General characteristics
- Class & type: Agile-class minesweeper
- Displacement: 630 long tons (640 t)
- Length: 172 ft (52 m)
- Beam: 36 ft (11 m)
- Draft: 10 ft (3.0 m)
- Propulsion: 4 × Packard ID1700 diesel engines; 2 × shafts; 2 × controllable pitch propellers;
- Speed: 16 knots (30 km/h; 18 mph)
- Complement: 72
- Armament: 1 × 40 mm gun mount

= USS Conflict (AM-426) =

Minesweeper of the United States Navy

USS Conflict (AM-426/MSO-426) was an in the United States Navy.

Conflict was laid down on 13 August 1951 at Fulton Shipyard, Antioch, California. Launched on 16 December 1952, she was commissioned on 23 March 1954. She was later redesignated as an Ocean Minesweeper MSO-426 on 7 February 1955.

== Service history==
Conflict operated on the west coast between 12 April 1954 and 4 January 1956, conducting acoustic ranging experiments, noise reduction experiments, and removing practice mine fields. She was reclassified MSO-426 on 7 February 1955.

She sailed from Long Beach, California, 4 January 1956 for Pearl Harbor, where between 15 January and 20 February, she conducted underwater photography operations. She returned to Long Beach 1 March, and during April conducted shock tests off San Clemente Island, California. Conflict joined harbor defense exercises at San Diego, California, and carried out other local operations until 5 August 1957, when she sailed from Long Beach for Pearl Harbor, Midway Island, and Yokosuka, Japan, arriving on 31 August.

She operated in Japanese waters, called at Hong Kong, and joined ships of the Republic of China in minesweeping exercises off Formosa, returning to Long Beach 1 March for west coast operations during the remainder of the year.
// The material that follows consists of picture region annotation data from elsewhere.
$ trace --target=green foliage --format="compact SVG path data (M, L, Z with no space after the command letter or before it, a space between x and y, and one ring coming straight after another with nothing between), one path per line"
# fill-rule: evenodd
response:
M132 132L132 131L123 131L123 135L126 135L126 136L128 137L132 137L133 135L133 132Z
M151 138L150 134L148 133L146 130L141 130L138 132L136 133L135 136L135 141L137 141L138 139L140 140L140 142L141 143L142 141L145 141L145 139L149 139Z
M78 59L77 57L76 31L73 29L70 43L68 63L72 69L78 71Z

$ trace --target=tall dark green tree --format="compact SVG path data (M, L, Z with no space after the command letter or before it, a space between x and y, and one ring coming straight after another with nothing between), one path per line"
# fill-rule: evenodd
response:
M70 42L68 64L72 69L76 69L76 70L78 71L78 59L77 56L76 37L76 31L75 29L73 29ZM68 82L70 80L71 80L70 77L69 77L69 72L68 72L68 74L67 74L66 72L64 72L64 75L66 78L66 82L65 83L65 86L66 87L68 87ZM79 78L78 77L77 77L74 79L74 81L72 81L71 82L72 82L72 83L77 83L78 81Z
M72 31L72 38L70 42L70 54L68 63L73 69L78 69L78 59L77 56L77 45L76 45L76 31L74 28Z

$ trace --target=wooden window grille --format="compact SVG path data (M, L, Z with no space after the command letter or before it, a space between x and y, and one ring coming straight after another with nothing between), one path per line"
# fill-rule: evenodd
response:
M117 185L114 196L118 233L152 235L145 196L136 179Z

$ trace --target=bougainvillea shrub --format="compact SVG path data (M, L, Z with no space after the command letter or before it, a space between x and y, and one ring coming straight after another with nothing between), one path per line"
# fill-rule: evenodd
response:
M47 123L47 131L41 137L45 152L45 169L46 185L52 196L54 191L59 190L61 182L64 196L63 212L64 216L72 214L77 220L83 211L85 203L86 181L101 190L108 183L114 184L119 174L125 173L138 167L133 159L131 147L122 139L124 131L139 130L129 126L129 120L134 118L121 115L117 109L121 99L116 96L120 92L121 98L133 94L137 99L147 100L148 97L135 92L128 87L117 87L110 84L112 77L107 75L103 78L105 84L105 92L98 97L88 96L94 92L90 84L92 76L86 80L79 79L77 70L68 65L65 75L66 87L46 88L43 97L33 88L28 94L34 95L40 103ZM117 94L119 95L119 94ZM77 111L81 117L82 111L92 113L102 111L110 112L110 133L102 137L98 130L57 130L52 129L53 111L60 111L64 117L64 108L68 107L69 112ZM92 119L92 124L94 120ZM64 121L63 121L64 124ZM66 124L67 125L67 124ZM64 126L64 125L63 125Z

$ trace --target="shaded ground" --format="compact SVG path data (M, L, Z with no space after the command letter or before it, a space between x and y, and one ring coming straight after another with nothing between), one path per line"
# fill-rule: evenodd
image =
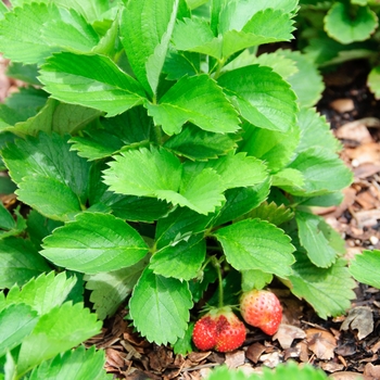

She returned to duty in the Far East on 14 March 1960, calling at Manila, Hong Kong, Taiwan, and Japanese ports before sailing for the west coast on 24 June. Local operations were resumed through the remainder of 1960.

== Decommissioning ==
Conflict was decommissioned in June 1972. Struck from the Naval Register, (date unknown), and sold for scrapping on January 12
1973 to Al Kidman, Wilmington, California, for $32,000.